Today's Douyin, YouTube, and Instagram are essentially'social + distribution' platforms. Most people watch the 1% most popular videos, and public topics are formed around these contents. If in the future, everyone watches videos customized by AI for themselves 100% of the time, the resonance between people will decrease, and there will be a lack of a basis for communication about 'watching the same thing', which doesn't conform to the basic logic of social interaction.

Intelligent Emergence: There are many companies doing well in video generation now. Do you think the competition pressure is high on the To - B side?

Song Jiaming: If we only look at the public opinion, it seems that the competition is extremely fierce. But in the US To - B market, the actual pressure is not as great as it seems.

The reasons are quite realistic: First, due to political and compliance factors, after screening, almost all the suppliers that can enter the list of serious US enterprises are US - based. This list is actually quite short, including Google, us, and a few other US startups.

Second, the US To - B market is more mature, and the acceptance of software subscriptions, API fees, and enterprise services is much higher. 'Easy to do' in the To - B business doesn't mean it's effortless, but rather that the business model is clearer.

Intelligent Emergence: After Dream Machine was launched in June this year, the commercial achievements seem to be quite good. However, Luma started with 3D video - generation business. How was the commercialization situation at that time? Where do the main differences come from?

Song Jiaming: We had commercialization attempts in the 3D field before, but I don't think they were scalable or very successful.

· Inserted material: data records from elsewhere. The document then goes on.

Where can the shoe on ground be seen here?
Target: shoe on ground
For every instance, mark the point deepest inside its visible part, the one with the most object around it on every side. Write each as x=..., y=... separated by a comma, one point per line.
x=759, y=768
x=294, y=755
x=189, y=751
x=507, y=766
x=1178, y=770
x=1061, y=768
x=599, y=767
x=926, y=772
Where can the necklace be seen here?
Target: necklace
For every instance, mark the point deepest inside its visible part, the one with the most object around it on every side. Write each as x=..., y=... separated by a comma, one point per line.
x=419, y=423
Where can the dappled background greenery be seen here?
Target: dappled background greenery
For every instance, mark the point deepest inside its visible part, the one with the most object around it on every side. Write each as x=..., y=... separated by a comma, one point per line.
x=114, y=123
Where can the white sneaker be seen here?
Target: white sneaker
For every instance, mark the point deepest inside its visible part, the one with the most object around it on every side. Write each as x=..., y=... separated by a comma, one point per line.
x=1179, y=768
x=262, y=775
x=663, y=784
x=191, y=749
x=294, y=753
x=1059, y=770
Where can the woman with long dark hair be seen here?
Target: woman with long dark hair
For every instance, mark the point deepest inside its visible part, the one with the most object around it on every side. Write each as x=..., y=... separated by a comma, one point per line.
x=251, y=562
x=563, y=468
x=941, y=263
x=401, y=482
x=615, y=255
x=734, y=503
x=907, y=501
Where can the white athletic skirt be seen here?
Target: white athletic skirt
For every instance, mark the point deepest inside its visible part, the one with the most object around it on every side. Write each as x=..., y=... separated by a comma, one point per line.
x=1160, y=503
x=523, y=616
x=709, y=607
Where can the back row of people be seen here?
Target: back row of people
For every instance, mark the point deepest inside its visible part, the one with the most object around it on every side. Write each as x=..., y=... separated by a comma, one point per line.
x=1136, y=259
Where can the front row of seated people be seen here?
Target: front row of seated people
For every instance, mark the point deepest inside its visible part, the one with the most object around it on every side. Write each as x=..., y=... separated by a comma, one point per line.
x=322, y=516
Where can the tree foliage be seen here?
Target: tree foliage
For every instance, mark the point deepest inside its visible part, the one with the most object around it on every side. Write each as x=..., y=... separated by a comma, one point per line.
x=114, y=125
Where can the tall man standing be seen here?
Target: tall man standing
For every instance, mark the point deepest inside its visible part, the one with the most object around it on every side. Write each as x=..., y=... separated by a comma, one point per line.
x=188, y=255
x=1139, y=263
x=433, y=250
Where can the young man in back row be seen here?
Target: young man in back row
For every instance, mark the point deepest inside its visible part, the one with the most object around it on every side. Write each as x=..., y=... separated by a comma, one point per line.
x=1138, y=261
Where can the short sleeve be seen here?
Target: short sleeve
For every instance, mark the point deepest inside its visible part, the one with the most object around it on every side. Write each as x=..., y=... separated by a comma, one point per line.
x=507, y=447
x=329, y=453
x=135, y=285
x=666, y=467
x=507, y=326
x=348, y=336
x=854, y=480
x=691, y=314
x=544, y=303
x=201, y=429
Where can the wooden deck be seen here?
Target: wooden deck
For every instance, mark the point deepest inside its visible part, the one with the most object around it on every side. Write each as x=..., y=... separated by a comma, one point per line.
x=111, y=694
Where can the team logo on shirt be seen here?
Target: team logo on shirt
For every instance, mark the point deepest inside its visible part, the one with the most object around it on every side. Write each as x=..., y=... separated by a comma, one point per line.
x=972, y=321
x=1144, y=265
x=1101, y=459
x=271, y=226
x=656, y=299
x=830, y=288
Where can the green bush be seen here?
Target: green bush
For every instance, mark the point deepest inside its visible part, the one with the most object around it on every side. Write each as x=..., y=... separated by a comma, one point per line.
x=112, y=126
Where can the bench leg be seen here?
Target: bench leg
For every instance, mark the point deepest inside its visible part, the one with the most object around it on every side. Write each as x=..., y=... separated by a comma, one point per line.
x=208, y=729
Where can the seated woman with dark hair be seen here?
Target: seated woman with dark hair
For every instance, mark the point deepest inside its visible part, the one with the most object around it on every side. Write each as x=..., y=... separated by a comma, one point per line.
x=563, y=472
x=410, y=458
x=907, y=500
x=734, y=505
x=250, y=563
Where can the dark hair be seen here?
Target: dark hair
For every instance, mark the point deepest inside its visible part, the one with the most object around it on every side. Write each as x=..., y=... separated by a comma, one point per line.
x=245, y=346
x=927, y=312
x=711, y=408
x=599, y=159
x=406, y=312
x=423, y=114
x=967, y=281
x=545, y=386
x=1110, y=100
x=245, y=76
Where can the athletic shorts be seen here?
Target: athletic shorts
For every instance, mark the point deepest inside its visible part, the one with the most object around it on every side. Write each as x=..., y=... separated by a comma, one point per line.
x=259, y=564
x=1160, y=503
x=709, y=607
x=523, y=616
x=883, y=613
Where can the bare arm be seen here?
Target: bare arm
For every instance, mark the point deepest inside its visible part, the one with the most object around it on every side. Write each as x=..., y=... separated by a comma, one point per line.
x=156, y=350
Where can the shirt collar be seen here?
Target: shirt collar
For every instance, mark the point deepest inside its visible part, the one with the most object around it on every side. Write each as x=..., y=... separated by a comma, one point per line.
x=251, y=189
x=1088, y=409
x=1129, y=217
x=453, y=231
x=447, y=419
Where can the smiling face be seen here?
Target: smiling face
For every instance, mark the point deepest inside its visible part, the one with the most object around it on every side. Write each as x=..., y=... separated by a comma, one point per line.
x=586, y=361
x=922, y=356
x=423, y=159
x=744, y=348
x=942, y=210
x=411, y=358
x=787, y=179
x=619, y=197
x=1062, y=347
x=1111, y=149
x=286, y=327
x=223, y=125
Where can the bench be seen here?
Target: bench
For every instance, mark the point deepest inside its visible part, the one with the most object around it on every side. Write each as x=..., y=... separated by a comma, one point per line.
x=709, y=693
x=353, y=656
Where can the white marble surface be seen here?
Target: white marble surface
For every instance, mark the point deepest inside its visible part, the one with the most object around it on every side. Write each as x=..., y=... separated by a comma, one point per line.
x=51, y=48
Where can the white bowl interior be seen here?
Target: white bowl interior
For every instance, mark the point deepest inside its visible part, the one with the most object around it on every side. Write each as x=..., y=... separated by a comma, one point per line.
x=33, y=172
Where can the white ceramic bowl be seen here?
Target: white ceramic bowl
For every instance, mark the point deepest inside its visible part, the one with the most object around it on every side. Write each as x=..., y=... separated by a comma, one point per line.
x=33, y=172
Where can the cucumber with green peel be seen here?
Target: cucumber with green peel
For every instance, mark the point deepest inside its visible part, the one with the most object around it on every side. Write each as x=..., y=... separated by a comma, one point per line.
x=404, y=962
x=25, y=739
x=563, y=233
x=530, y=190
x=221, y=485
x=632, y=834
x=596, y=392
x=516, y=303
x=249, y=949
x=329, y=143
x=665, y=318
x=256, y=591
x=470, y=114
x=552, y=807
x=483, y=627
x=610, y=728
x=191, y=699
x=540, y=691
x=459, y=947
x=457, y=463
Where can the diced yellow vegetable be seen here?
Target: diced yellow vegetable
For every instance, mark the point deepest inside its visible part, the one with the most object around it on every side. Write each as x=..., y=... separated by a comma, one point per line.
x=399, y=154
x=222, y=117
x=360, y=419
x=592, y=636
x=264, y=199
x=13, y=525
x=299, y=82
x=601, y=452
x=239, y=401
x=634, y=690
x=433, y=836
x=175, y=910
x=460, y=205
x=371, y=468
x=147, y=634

At that time, the 3D - generation technology was weaker than video in terms of both quality and application scenarios.

Currently, the most common application scenarios for 3D - generation models are still concentrated in fields such as games and digital humans. There aren't many game companies with in - depth technological capabilities, which means the potential customer base may be relatively small. Moreover, large companies like Tencent, which have both strong 3D capabilities and game businesses, theoretically prefer to develop their own basic capabilities and are less likely to rely on external models in the long run.